Password is exposed. So this is the data that we have collected in
the previous stage via EBPF, and we are now feeding it to our
Genai I copilot, which is alarming us and
alerting us and telling us careful here, you don't want
to deploy this to production. And this is obviously extremely
valuable information for our SRE teams.
Finally, we have the cleanup stage,
which simply cleans up my environment after
the pipeline has been executed.
Okay, now we have built,
and we've seen how we built our devsecops pipeline and
how we do the deployment.
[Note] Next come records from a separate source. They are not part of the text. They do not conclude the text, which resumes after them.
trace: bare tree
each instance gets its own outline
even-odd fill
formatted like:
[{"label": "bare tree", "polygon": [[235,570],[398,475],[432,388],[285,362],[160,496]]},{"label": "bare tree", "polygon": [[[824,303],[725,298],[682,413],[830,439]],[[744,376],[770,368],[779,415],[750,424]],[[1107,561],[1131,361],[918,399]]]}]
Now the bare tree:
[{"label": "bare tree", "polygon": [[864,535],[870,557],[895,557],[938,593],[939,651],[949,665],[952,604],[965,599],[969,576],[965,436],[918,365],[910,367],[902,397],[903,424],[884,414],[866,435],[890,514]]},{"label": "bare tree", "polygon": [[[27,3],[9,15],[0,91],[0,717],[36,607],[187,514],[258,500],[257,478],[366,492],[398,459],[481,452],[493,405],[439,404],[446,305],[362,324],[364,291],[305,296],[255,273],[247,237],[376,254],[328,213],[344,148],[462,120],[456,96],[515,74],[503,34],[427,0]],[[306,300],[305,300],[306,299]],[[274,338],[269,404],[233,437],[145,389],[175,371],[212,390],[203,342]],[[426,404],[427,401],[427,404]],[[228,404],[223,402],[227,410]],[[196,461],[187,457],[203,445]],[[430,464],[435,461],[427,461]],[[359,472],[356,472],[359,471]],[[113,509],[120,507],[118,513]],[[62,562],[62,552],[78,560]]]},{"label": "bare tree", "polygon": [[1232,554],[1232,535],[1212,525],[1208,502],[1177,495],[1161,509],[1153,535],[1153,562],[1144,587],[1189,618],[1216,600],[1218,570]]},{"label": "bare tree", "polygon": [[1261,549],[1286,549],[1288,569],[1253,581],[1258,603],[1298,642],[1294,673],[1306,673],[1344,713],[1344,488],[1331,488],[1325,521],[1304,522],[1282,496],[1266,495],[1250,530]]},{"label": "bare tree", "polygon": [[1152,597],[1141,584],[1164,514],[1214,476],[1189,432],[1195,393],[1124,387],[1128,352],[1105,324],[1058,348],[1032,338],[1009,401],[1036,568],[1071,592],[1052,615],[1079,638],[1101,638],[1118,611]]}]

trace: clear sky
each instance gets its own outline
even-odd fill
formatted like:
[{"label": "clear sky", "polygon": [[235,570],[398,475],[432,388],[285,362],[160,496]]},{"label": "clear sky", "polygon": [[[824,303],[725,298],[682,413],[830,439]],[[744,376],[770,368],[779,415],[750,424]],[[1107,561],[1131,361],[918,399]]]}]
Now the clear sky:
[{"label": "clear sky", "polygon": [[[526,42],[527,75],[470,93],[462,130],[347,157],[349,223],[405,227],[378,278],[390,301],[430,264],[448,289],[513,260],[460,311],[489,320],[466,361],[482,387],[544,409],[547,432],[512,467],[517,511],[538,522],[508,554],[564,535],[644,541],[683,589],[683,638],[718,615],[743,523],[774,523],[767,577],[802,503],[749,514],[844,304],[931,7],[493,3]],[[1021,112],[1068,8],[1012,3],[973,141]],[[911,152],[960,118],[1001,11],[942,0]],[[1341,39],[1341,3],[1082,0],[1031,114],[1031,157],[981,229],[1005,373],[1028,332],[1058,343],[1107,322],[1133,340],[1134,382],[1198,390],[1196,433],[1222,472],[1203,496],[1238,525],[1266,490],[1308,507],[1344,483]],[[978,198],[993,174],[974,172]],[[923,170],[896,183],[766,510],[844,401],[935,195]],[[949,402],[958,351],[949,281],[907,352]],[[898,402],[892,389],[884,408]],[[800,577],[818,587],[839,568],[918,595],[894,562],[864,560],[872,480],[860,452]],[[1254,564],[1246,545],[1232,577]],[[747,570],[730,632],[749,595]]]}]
But the question now comes, how do we
monitor this? So, as already mentioned in the beginning,
we have built the dessert cops mission control demo with
Dynatrace. So what you're seeing here is a dynatrace
dashboard which shows EBPF events which have been collected.
So the honeypot heartbeat as well as the trend of EBPF
attack events. Now, this has been implemented
with a classic dynatrace dashboard. However, if you want a
more custom feel with Dynatrace app engine, you can also
build your own web application, which is exactly what we did.
So this is another version of our
mission control. As you can see here, we are mapping and
tracking the various stages of our GitLab pipeline in real time
and reporting relevant analytics, pipeline status,
failure ratio, heartbeat. But the most interesting piece
of data is exactly the copilot suggestions
that we're seeing here. So this copilot is warning us
about the eTC password vulnerability, which I just
previously explained. So this is, in summary
a great example of how we can leverage an AI and a BPF
to enrich our overall end to end insights.
Okay, time to wrap things up. First thing
we have seen on this session are the different AIops enablement
steps, starting from reactive monitoring by slowly
enhancing observability, contextualization and automation.
The North Star is represented by zero touch operations, where systems
are able to automatically resolve the issue before the failure
occurs. After that, we have looked into
several aiops use cases in a devsecops demo,
through which we saw how we can leverage an AI and
EBPF to significantly enrich end to end insights,
which can be of crucial answers to site reliability engineers.
And the final takeaway I would like to point out from today's session,
start simple and scale fast. Thank you for watching.